Permanente link
Naar de actuele versie van de regeling
http://lokaleregelgeving.overheid.nl/CVDR737363
Naar de door u bekeken versie
http://lokaleregelgeving.overheid.nl/CVDR737363/1
Beleidsregels leerlingenvervoer gemeente Vijfheerenlanden 2025
Geldend van 01-04-2025 t/m heden
Intitulé
Beleidsregels leerlingenvervoer gemeente Vijfheerenlanden 2025Het college van burgemeester en wethouders van de gemeente Vijfheerenlanden
overwegende dat het op grond van artikel 1:3 jo. 4:81 Algemene wet bestuursrecht de bevoegdheid heeft om beleidsregels op te stellen over de onderwerpen zoals omschreven staan in de Verordening leerlingenvervoer gemeente Vijfheerenlanden 2025
gelezen het voorstel van het college van burgemeester en wethouders (hierna: het college) van 25 maart 2025;
overwegende dat:
- -
het college ervoor zorgdraagt dat het leerlingenvervoer op zorgvuldige wijze wordt uitgevoerd en waarbij de leerling met haar/zijn specifieke onderwijskundige behoefte en de context waarin het kind zich bevindt, centraal staat;
- -
het college regionale afstemming en samenwerking binnen de regio Lekstroom wenselijk acht wat betreft het leerlingenvervoer zodat er richting ouders, leerlingen, vervoerders en scholen een eenduidige en uniforme werkwijze en communicatie kan worden gehanteerd;
- -
het college zelfstandig reizen wil stimuleren en zo de zelfredzaamheid van leerlingen wil vergroten;
- -
het college ter uitvoering van het leerlingenvervoer beleidsregels van belang acht.

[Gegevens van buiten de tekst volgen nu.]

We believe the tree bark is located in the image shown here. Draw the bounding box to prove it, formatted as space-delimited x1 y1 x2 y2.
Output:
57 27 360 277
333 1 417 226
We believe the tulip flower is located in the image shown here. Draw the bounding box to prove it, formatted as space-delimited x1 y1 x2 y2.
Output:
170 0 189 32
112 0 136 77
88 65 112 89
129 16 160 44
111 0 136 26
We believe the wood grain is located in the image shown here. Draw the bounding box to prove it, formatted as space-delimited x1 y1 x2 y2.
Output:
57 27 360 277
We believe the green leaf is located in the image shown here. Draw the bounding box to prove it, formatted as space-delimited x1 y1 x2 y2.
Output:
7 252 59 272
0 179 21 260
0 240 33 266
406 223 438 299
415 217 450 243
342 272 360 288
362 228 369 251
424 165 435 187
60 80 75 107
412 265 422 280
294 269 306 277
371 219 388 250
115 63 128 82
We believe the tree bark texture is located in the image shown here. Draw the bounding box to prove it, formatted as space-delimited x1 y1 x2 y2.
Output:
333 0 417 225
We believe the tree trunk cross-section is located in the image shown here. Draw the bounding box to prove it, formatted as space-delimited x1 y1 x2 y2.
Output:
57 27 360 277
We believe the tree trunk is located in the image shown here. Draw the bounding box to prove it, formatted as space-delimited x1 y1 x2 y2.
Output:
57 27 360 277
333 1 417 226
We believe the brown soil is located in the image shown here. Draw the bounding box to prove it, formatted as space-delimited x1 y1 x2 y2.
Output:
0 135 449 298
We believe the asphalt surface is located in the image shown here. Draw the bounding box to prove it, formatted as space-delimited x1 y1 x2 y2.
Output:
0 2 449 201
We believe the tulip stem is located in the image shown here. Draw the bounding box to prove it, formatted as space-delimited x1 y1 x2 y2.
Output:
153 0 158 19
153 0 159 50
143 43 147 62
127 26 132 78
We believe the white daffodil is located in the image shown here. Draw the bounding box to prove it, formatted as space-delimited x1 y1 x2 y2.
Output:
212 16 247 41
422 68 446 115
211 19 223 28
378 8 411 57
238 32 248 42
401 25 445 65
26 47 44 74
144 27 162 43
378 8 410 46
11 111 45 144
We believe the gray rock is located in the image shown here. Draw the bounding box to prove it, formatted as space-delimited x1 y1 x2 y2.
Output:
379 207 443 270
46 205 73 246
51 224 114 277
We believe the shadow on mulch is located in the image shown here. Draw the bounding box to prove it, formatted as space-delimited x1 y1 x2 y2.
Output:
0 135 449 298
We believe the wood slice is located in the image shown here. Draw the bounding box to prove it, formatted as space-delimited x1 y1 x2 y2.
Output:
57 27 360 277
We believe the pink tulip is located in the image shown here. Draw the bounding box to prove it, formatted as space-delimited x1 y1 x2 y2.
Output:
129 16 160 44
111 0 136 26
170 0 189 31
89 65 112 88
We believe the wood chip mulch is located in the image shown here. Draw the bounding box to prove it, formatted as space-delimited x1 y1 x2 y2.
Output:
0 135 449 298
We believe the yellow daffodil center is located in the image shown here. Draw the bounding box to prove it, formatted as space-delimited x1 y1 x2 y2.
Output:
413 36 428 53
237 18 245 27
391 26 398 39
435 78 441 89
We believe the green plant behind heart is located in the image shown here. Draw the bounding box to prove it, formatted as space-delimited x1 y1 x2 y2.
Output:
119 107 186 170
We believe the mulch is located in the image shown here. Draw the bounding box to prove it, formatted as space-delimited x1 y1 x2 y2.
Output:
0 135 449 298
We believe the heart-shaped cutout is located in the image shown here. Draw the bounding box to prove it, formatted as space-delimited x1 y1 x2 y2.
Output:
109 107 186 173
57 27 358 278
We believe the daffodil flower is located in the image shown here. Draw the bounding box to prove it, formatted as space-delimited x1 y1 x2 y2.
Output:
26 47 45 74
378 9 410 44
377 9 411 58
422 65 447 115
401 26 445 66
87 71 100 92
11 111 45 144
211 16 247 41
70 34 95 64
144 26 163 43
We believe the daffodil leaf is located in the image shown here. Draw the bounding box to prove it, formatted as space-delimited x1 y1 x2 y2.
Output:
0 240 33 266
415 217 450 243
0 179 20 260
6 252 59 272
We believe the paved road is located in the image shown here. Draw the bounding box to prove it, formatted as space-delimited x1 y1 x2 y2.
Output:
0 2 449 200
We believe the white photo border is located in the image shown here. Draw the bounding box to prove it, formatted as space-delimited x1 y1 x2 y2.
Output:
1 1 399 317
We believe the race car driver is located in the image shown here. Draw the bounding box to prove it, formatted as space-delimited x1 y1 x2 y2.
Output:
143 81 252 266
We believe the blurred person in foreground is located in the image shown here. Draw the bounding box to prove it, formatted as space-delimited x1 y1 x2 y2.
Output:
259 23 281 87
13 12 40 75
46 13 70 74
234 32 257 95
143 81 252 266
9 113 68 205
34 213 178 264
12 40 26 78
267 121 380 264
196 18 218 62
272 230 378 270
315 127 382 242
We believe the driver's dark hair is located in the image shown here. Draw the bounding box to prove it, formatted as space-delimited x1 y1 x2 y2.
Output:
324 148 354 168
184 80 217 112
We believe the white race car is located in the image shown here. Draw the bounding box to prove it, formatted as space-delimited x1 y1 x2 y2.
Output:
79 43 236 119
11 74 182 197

B E S L U I T: vast te stellen de ”Beleidsregels leerlingenvervoer gemeente Vijfheerenlanden 2025”.
Artikel 1 Leerling met een beperking
Het college vult het begrip ‘leerling met een beperking’ op de volgende manier in:
De beperking qua vervoer die de leerling door zijn/haar beperking ervaart moet:
- 1.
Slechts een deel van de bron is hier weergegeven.